Il suo corpo – nemico traditore maledetto – è ormai un guscio vuoto. Anzi, il contrario: è il vuoto che abbraccia il senso di sé, il nucleo centrale, un grumo di pensieri fitti e mancanze, di malinconia d’essere. 

E, per la prima volta, gli sembra che nel mondo esista un uguale: la faccia scavata di Sirius, lo sporco, il fetore, la pelle aggrappata gli zigomi. Disfatto. Disfatto e innocente, condannato ad una condanna senza colpa, proprio come lui. Vederlo, ritrovarlo, gli ha smosso i nervi, gli ha impresso sull’iride sorpresa e dolore, entrambi peggiori di qualsiasi trasformazione.

Lo amava

Lo amava? 

Non riesce a ricordarlo: non riesce a ricordare come si incastravano quei loro corpi. Se prima del loro marcire ci fosse per loro una combinazione di arti e di sangue, di pensieri e desideri, di occhi e cicatrici, labbra e salive, di loro – Remus, Sirius. Lettere finali che sfumavano simili, con lo stesso sibilo, mentre quei nomi se li ripetevano addosso, mentre si tuffavano il piacere in bocca. 

Remus.

Sirius. 

Degli occhi grigi e lucenti rimane una patina liquida, iridi satinate e pupille contratte.

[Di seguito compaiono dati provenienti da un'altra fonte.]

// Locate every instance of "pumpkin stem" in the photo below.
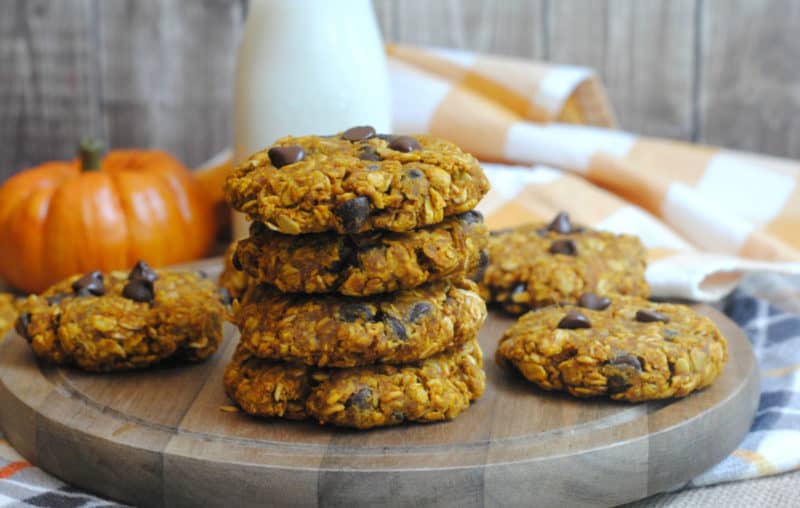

Delle notti a frugarsi addosso la vita, rimangono ombre sbiadite di cicatrici di morte. 

Sirius.

Remus.

Di quelle lettere che in un soffio spiegavano il mondo, resta un suono che si perde negli spifferi di vento, quelli che si insinuano sotto le persiane sbeccate, che si intrufolavano nelle notti nere di Azkaban. Del sudore delle albe che li hanno visti avvinti nella Stamberga Strillante, rimangono sentori acidi, umidità scortesi. 

Lo amava?

Lo amava.

Il tempo però sbiadisce anche le migliori storie, il dolore silenzia e azzoppa. Di loro rimane un’ombra – un lupo, un cane, un professore e un fuggiasco. Le loro parodie.
Di loro rimangono nomi detti nel buio, in un passato inquantificabile; un silenzio che li mangia.
Di loro rimane poco e nulla, briciole di eterno: 
un momento che è stato perfetto, nella terra brulla di una vita passata a strappare l’amore coi denti. Un momento che non lo sarà mai più. 
Di loro rimane questo. Nient’altro. 

Il resto è solo rievocazione. 




 



Note: del perché io ormai scriva storie tutte uguali (slash tristih e malinconiche) non so darmi una spiegazione. Ma questa challenge mi sta costringendo almeno a scrivere qualcosa, che di questi tempi è già un traguardone. La cit. di Greta poi era splendida e, quando ho paura di scrivere e del buio che ne consegue, io torno sempre da questi due, che sono più bui del buio (?) e questo si rischiara un po'.
Grazie a chi abbia speso un minutino a leggere questa cosetta.